For the Al, element a square root transformation makes the density plot closest to normal. For the Na, Ca, Ri and Si elements a log transformation helps the density plots look more normal. The Ba, Fe, K and Mg elements all have zero’s, so doing a log transformation will produce infinite values. A box cox transformation won’t work either for those particular elements.
Al_sqrt <- sqrt(Glass$Al)
Al_sqrt <- Al_sqrt %>% scale(center=TRUE,scale=TRUE) %>% as.vector()
plot(density(Al_sqrt))
ca_log <- log(Glass$Ca)
plot(density(ca_log))
na_log <- log(Glass$Na)
na_log <- na_log %>% scale(center=TRUE,scale=TRUE) %>% as.vector()
plot(density(na_log))
ri_log <- log(Glass$RI)
plot(density(ri_log))
si_log <- log(Glass$Si)
plot(density(si_log))
The soybean data can also be found at UC Irvine Machine Learning Repository. Data were collected to predict disease in 683 soybeans. The 35 predictors are mostly categorical and include information on the environmental conditions(e.g., temperature, precipitation) and plant conditions (e.g., left spots, mold growth). The outcome labels consist of 19 distinct classes.

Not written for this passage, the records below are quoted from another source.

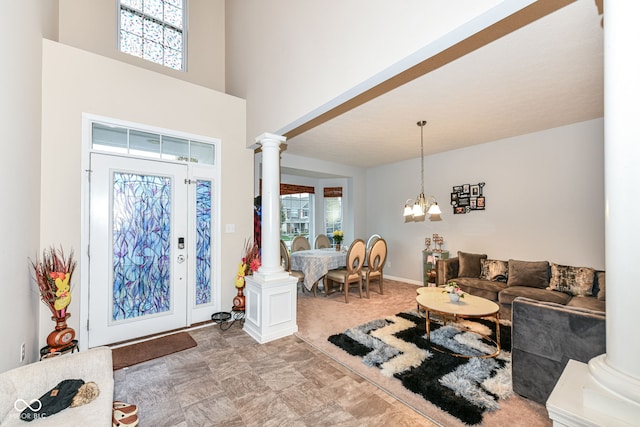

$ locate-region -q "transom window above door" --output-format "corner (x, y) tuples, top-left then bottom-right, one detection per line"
(91, 122), (216, 165)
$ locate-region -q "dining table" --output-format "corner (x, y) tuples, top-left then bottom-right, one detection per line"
(291, 248), (347, 291)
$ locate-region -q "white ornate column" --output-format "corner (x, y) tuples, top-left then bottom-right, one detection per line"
(547, 1), (640, 426)
(244, 133), (298, 343)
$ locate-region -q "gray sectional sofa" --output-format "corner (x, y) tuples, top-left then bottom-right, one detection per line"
(511, 297), (606, 405)
(436, 252), (606, 404)
(436, 251), (605, 319)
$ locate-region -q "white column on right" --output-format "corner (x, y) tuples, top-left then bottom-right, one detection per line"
(589, 0), (640, 412)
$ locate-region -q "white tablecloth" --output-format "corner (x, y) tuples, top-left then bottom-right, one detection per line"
(291, 248), (347, 291)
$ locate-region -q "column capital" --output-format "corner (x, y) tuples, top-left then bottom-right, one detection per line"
(256, 132), (287, 145)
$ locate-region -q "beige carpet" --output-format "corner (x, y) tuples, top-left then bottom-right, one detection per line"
(298, 280), (552, 427)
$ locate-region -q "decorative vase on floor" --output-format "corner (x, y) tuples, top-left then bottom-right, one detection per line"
(233, 286), (244, 311)
(47, 313), (76, 348)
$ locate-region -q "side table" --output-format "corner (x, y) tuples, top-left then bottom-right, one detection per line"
(422, 249), (449, 286)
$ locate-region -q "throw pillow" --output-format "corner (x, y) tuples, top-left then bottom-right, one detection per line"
(596, 271), (607, 301)
(458, 251), (487, 279)
(549, 263), (594, 296)
(480, 259), (509, 283)
(20, 380), (84, 421)
(507, 259), (549, 289)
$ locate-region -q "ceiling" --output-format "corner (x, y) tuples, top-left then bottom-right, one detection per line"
(278, 0), (604, 172)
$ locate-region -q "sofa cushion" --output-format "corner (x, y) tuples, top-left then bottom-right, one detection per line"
(498, 286), (571, 305)
(567, 297), (607, 312)
(454, 277), (507, 301)
(596, 271), (607, 301)
(480, 259), (509, 283)
(549, 263), (595, 296)
(507, 259), (549, 289)
(458, 251), (487, 279)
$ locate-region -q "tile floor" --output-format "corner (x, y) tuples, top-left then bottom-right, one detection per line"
(114, 322), (434, 427)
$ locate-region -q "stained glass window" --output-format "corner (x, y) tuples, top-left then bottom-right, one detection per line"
(112, 172), (171, 320)
(120, 0), (185, 70)
(196, 180), (211, 305)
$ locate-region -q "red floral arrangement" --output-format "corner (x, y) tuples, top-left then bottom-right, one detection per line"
(235, 239), (261, 288)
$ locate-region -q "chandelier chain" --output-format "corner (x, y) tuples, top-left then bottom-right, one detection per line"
(417, 120), (427, 194)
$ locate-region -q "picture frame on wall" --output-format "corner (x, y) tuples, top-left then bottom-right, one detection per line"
(451, 182), (486, 215)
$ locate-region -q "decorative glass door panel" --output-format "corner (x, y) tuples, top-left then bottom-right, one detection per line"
(111, 172), (173, 321)
(89, 153), (189, 347)
(195, 180), (212, 305)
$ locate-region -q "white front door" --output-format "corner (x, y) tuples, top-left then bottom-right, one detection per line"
(88, 153), (189, 347)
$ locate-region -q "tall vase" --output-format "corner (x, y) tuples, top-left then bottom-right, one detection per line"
(47, 313), (76, 349)
(233, 286), (244, 311)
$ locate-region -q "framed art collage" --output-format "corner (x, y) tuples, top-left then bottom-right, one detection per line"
(451, 182), (486, 214)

The data can be loaded via:
library(mlbench)
data(Soybean)
unique(Soybean$Class)
## [1] diaporthe-stem-canker charcoal-rot
## [3] rhizoctonia-root-rot phytophthora-rot
## [5] brown-stem-rot powdery-mildew
## [7] downy-mildew brown-spot
## [9] bacterial-blight bacterial-pustule
## [11] purple-seed-stain anthracnose
## [13] phyllosticta-leaf-spot alternarialeaf-spot
## [15] frog-eye-leaf-spot diaporthe-pod-&-stem-blight
## [17] cyst-nematode 2-4-d-injury
## [19] herbicide-injury
## 19 Levels: 2-4-d-injury alternarialeaf-spot anthracnose ... rhizoctonia-root-rot
nrow(Soybean)
## [1] 683
This data set has different types of data compared to the Glass data set. This data set is categorical data. Also this data set has missing data points in almost every field.

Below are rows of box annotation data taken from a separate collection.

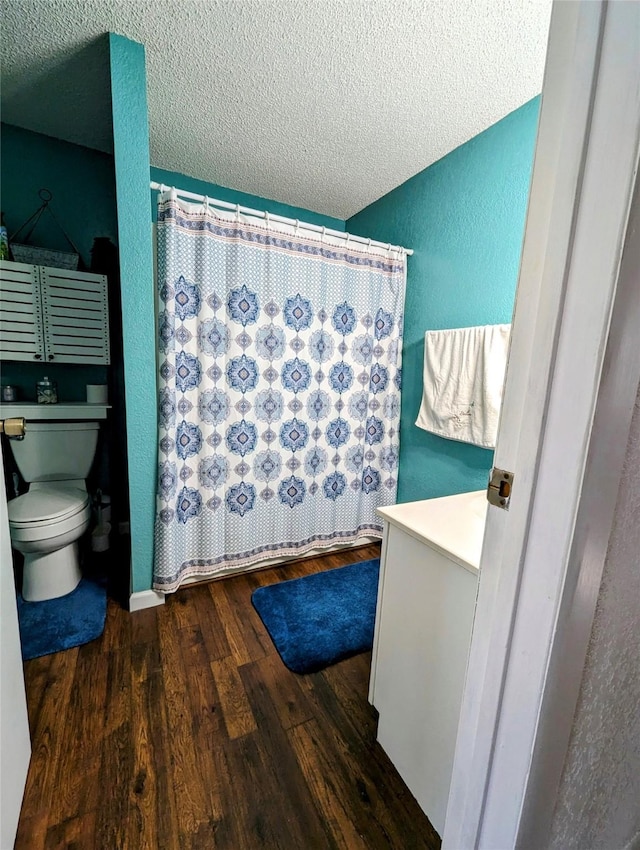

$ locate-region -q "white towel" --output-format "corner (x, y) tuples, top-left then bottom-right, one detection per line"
(416, 325), (511, 449)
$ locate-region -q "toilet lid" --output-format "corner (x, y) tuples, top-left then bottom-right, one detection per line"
(7, 487), (89, 525)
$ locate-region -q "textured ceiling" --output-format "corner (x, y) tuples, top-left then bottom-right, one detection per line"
(2, 0), (551, 219)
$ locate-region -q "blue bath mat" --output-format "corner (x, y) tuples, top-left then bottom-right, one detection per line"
(251, 558), (380, 673)
(18, 579), (107, 661)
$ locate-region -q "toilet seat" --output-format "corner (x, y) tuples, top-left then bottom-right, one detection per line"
(7, 486), (89, 530)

ggplot(melt(Soybean, id.vars=c('Class')), aes(x=value)) +
geom_histogram(stat="count") +
facet_wrap(~variable, scale="free")
Since four of the classes are measuring different fields and seem to be classes that are more specific in their nature, I think the best way to deal with their missing data is to remove the fields of 2-4-d-injury, cyst-nematode, diaporthe-pod-&-stem-blight and herbicide-injury.

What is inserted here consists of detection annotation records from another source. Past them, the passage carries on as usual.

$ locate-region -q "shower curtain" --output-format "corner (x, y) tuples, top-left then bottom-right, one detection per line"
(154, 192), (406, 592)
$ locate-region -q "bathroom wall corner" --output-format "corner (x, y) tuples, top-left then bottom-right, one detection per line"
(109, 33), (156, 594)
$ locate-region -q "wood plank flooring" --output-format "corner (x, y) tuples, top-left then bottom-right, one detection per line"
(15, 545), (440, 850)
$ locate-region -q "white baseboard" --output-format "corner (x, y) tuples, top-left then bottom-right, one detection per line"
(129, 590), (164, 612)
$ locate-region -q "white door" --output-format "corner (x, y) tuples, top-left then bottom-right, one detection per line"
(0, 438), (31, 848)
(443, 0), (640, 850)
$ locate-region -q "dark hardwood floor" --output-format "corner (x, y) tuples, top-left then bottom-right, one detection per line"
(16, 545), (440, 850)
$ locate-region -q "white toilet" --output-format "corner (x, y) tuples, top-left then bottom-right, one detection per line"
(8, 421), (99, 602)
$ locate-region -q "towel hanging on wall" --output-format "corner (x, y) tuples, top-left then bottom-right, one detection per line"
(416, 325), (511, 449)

For the class of phytophthora-rot imputation would be best because that class seems to be measuring the same traits as the other 14 columns.
This strategy is assuming that what is trying to be predicted has nothing to do with the specific nature of those four classes. Otherwise the strategy changes and could quite possibly be the opposite strategy or an entirely different strategy. Such as removing the specific fields that have missing values.